Tuvo mala suerte. Tropezó con una mesa, derribándola. El grupo; cuatro individuos mal encarados, trajeados, el gordo con su infinita camisa a cuadros y el camarero, del que no se podría pensar que hubiese dormido un sólo minuto en toda su vida; dejó al completo de hablar y se volvió a mirarlo. Toda la condena de las seis miradas le dejó sin habla, confeso de un desconocido crimen que en el fondo quería creer que no había cometido. Sólo pudo mirar al gordo, sólo suplicó al gordo con la mirada un perdón que sabía no debía a nadie y la voz le tembló al musitar lo siento y pedir un nuevo gin-tonic. -Está chapao ya -le respondió el camarero hostilmente, sin mirarlo.

Trató de recuperar su aplomo, cosa inútil ya, quiso aferrarse a algún derecho inexistente a ser tratado igual que cualquiera, sabiendo de antemano que ni siquiera iba a ser escuchado.

-Pero estos señores están bebiendo -paseó sus ojos llorosos, ya no tanto por el alcohol, por el grupo y volvió a detenerse en el gordo, aferrándose al músico como esperando de él una absolución, o lo que fuera, no importaba, él esperaba algo del gordo, el gordo aquel le debía algo, él necesitaba que el gordo le debiese algo. Pero el gordo sólo le volvió a mirar con el mismo desprecio y se giró de lado entreteniéndose en liar un canuto. Y él ya tuvo la idea, la determinación, pasara lo que pasara.

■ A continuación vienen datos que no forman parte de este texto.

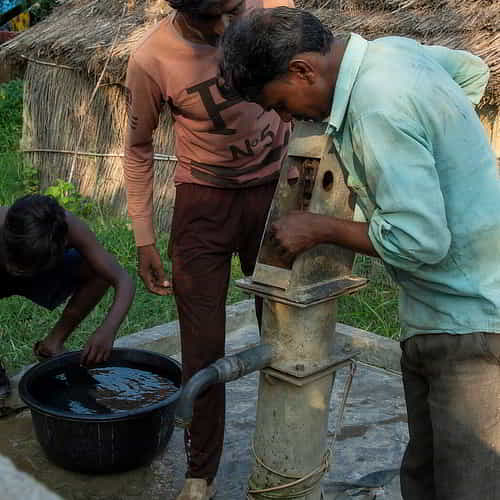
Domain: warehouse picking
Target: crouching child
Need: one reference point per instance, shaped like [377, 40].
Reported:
[48, 256]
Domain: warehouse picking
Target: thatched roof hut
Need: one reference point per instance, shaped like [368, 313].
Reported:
[76, 63]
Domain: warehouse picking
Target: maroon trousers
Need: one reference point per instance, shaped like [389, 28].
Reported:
[209, 226]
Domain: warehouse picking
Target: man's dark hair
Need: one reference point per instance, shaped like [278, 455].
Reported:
[194, 7]
[34, 234]
[257, 48]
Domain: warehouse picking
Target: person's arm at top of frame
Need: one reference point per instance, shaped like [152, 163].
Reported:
[144, 107]
[106, 267]
[468, 71]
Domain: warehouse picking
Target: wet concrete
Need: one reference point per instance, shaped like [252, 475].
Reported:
[373, 438]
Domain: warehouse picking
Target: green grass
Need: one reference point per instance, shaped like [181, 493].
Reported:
[22, 323]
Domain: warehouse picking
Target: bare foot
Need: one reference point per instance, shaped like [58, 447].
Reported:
[44, 349]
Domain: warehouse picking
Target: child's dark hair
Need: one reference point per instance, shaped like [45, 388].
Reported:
[34, 234]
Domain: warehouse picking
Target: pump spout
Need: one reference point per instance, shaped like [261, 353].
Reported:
[222, 371]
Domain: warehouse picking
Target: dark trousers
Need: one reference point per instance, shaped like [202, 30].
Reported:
[210, 225]
[452, 389]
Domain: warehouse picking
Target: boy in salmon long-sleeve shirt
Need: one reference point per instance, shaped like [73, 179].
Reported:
[229, 155]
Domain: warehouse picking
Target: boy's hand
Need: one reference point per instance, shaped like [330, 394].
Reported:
[294, 233]
[98, 348]
[151, 271]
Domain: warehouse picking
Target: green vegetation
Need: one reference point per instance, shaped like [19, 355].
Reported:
[22, 323]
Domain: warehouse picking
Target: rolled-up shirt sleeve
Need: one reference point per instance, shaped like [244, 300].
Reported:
[144, 107]
[408, 227]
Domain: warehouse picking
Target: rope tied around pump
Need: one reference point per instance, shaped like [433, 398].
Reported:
[317, 474]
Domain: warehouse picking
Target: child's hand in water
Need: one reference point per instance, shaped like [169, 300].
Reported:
[98, 348]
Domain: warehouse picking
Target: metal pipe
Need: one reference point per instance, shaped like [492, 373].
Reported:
[223, 370]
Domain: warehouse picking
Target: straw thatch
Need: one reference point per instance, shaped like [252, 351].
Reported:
[87, 44]
[65, 57]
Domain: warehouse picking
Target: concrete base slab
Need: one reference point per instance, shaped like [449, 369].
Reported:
[373, 437]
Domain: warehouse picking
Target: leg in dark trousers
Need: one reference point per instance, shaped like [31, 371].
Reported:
[463, 378]
[206, 231]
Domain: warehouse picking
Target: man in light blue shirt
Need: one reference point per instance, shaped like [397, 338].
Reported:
[402, 118]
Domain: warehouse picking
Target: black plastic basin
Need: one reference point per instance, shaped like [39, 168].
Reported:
[101, 442]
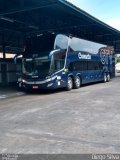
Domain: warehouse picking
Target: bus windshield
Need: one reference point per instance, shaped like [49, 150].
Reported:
[37, 66]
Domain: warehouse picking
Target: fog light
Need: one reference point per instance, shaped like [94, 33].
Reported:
[50, 84]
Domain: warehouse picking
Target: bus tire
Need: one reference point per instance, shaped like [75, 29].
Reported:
[105, 78]
[77, 82]
[69, 84]
[108, 77]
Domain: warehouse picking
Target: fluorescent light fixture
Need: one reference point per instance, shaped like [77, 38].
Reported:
[7, 19]
[33, 27]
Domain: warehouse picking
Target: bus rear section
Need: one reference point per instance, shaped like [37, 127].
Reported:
[67, 62]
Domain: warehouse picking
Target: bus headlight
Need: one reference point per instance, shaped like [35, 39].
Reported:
[50, 84]
[23, 81]
[58, 77]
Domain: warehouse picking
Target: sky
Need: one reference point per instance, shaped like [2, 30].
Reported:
[107, 11]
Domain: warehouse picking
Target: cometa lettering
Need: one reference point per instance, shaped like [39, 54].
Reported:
[83, 56]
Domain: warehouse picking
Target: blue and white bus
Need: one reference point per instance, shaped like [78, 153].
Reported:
[59, 61]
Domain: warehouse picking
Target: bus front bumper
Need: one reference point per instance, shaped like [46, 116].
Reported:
[34, 85]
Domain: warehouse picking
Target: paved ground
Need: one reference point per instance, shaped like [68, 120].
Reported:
[86, 120]
[8, 92]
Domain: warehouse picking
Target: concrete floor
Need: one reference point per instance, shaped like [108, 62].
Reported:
[86, 120]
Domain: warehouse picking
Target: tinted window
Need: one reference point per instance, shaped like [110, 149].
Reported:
[85, 65]
[78, 44]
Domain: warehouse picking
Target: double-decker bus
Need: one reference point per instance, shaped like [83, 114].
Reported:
[60, 61]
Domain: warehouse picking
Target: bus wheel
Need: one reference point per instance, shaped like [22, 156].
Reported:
[108, 77]
[69, 84]
[105, 78]
[77, 82]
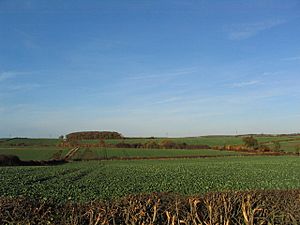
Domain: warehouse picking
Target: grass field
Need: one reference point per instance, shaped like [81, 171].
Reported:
[85, 181]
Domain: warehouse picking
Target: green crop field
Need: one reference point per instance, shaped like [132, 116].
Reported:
[85, 181]
[32, 152]
[45, 153]
[148, 153]
[209, 140]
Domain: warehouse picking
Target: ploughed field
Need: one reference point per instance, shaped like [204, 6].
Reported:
[90, 180]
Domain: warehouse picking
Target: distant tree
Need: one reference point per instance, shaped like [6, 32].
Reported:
[251, 142]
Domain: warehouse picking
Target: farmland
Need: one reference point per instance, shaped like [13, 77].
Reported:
[85, 181]
[119, 182]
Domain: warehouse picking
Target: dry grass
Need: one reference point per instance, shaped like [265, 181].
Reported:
[255, 207]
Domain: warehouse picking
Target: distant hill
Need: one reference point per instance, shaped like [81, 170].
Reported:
[92, 135]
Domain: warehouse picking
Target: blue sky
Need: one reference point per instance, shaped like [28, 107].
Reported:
[149, 68]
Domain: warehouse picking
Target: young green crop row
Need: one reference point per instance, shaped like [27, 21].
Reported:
[85, 181]
[45, 153]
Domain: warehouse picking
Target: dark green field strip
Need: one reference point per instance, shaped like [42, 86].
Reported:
[209, 140]
[126, 152]
[113, 179]
[32, 153]
[30, 141]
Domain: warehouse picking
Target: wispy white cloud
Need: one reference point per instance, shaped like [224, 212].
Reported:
[246, 83]
[247, 30]
[168, 74]
[6, 75]
[295, 58]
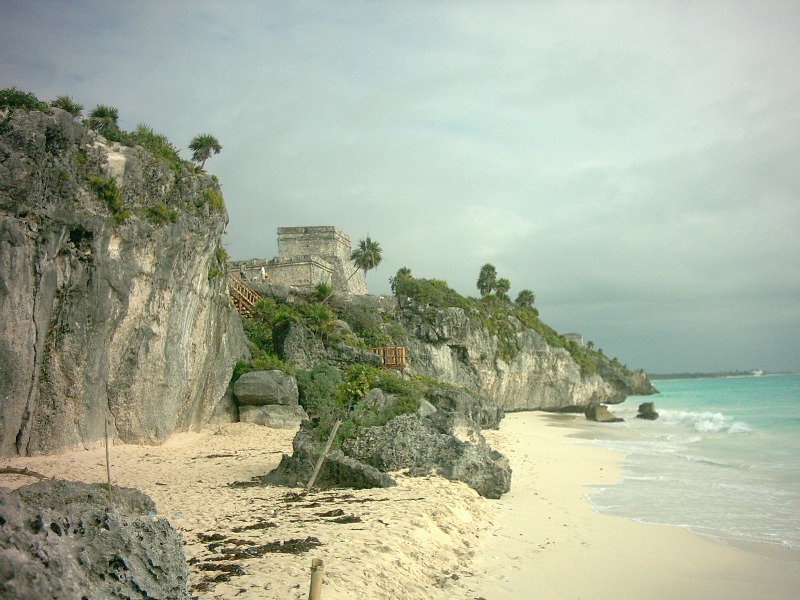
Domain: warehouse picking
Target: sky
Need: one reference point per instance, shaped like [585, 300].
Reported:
[636, 164]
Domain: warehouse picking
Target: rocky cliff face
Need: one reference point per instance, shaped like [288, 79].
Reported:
[111, 290]
[446, 344]
[449, 347]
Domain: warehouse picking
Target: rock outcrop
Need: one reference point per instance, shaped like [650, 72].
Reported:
[60, 539]
[338, 470]
[447, 444]
[269, 398]
[112, 290]
[601, 414]
[449, 347]
[647, 411]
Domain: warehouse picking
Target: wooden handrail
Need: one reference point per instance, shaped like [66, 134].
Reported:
[242, 295]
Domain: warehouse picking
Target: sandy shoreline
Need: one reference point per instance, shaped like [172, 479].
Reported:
[548, 543]
[426, 538]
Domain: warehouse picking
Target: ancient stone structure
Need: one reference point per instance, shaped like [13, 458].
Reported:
[307, 256]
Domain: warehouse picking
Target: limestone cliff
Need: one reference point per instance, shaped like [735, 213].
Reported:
[448, 346]
[451, 345]
[112, 292]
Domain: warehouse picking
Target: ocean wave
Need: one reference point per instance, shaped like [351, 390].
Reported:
[704, 422]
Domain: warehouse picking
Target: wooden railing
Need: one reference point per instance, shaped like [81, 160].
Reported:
[393, 357]
[242, 295]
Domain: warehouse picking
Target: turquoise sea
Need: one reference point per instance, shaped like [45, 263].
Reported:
[722, 460]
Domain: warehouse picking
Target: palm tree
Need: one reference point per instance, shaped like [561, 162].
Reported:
[501, 288]
[202, 146]
[367, 256]
[487, 279]
[525, 299]
[403, 274]
[103, 118]
[68, 104]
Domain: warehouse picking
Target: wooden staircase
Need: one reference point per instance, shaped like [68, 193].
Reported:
[242, 295]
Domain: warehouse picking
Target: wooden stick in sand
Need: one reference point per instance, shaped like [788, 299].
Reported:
[323, 455]
[317, 574]
[108, 467]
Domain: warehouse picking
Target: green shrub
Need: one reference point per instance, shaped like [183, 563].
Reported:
[160, 214]
[429, 291]
[214, 200]
[68, 104]
[156, 143]
[317, 389]
[108, 192]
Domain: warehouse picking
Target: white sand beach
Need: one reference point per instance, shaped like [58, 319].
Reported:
[427, 538]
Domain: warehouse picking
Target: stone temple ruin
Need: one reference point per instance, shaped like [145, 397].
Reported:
[307, 256]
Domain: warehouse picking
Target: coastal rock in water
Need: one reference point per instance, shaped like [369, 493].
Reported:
[60, 539]
[112, 291]
[276, 416]
[260, 388]
[450, 446]
[647, 410]
[601, 414]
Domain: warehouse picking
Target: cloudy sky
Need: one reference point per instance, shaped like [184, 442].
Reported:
[634, 163]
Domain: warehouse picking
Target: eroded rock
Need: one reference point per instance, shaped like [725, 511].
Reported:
[60, 539]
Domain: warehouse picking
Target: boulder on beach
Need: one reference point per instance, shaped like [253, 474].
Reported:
[600, 413]
[261, 388]
[60, 539]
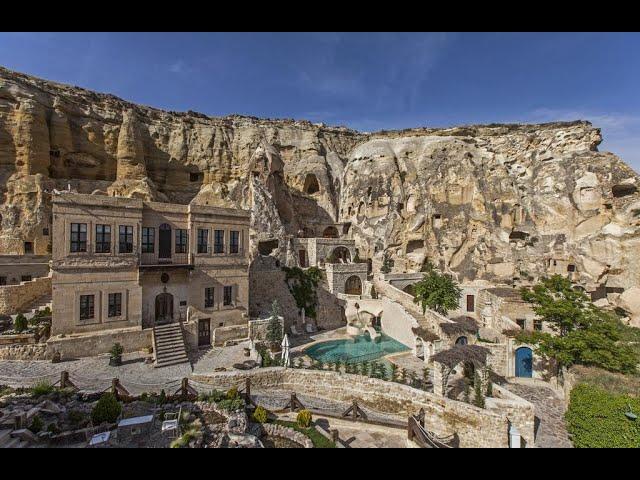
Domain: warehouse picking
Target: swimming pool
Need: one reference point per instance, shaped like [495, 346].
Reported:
[357, 349]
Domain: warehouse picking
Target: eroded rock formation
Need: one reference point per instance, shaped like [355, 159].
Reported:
[497, 202]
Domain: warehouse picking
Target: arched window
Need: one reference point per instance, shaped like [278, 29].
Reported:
[353, 286]
[330, 232]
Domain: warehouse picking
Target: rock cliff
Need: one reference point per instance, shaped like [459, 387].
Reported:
[498, 202]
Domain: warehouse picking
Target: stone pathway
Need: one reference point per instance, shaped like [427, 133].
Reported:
[95, 374]
[551, 432]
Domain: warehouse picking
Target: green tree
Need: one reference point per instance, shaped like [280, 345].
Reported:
[586, 334]
[437, 292]
[274, 328]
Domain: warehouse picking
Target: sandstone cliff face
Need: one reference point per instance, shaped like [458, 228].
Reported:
[498, 202]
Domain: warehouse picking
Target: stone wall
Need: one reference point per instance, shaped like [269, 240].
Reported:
[339, 273]
[15, 298]
[36, 351]
[224, 334]
[475, 427]
[91, 344]
[268, 283]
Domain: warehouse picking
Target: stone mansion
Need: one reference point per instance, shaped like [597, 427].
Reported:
[123, 268]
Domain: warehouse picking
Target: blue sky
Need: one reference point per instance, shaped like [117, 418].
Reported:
[367, 81]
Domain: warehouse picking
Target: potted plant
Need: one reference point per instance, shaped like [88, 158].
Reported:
[115, 355]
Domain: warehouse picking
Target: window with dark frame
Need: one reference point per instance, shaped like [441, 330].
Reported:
[218, 246]
[148, 239]
[209, 299]
[228, 295]
[78, 237]
[126, 239]
[203, 240]
[87, 307]
[103, 238]
[181, 241]
[115, 305]
[234, 242]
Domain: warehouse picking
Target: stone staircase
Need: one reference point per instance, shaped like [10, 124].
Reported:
[9, 440]
[169, 345]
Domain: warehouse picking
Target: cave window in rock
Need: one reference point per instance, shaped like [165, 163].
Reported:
[414, 245]
[267, 247]
[196, 177]
[518, 235]
[623, 190]
[311, 184]
[330, 232]
[353, 286]
[302, 258]
[340, 255]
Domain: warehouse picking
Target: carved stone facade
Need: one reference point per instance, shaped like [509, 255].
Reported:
[121, 263]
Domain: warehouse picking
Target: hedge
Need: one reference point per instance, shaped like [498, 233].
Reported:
[596, 419]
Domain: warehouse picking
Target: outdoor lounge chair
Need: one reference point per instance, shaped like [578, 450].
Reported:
[171, 423]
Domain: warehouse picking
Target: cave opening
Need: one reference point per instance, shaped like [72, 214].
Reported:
[623, 190]
[311, 184]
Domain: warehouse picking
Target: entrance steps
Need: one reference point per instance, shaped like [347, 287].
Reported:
[169, 345]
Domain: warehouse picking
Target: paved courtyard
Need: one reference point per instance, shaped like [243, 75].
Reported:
[552, 431]
[95, 374]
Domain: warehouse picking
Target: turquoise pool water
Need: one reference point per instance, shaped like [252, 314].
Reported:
[357, 349]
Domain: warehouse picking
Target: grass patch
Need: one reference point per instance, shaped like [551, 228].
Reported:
[319, 440]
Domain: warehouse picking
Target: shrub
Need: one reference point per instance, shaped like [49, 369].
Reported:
[260, 415]
[596, 419]
[43, 387]
[304, 419]
[36, 424]
[20, 323]
[107, 410]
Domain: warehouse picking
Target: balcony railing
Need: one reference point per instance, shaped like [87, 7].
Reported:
[154, 259]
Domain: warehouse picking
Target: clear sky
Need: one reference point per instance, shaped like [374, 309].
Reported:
[367, 81]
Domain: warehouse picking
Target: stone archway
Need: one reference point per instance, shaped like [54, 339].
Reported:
[164, 308]
[341, 255]
[353, 286]
[410, 289]
[330, 232]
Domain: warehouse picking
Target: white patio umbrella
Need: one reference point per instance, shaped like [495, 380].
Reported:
[285, 350]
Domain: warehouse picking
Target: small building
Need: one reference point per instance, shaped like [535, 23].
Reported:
[122, 266]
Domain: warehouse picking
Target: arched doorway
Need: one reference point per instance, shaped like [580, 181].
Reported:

-Estos señores son de la casa -dio por zanjada la cuestión el camarero con la voz rotunda del que no admite contestación. Él no pudo responder, quizás ni le oyó, siguió mirando al gordo con lágrimas de tanto desprecio en los ojos convirtiéndose ya en dagas de odio hacia aquel gordo extranjero que desde la primera nota de su saxo se había propuesto humillarlo, insultarlo. No te necesito gordo, ya no necesito hablar con nadie, no necesito ya la amistad de nadie, y menos de ti, se grabó en la mente. Salió. Se acurrucó en el portal vecino. La rabia le hacía sudar como el gordo. Y notó cómo el sudor le olía a gordo, el corazón le dolía a gordo, y toda su vida era un gordo despreciándole, girándole la cabeza. Toda la noche era un gordo suspiro que se le atragantaba en el alma y pasó más de una hora antes de que viese pasar al gordo con su saxo embalado en la mano, caminando despacio calle abajo. Estaba amaneciendo y la luz era tan reflejo opaco que sólo el gordo era ya noche sucia que tapa la claridad, que no deja ver más allá. Lo siguió a distancia hasta el callejón y la sangre del gordo surgió como de un aspersor, chifló entre las grasas del gordo con notas de gordo desafinado, con gemidos de soledad para siempre del gordo que ya en la quinta puñalada parecía medio desinflado, de rodillas en la acera, todavía sujetando el instrumento en su mano, como dispuesto a tocar un último solo que nadie nunca le aplaudiría.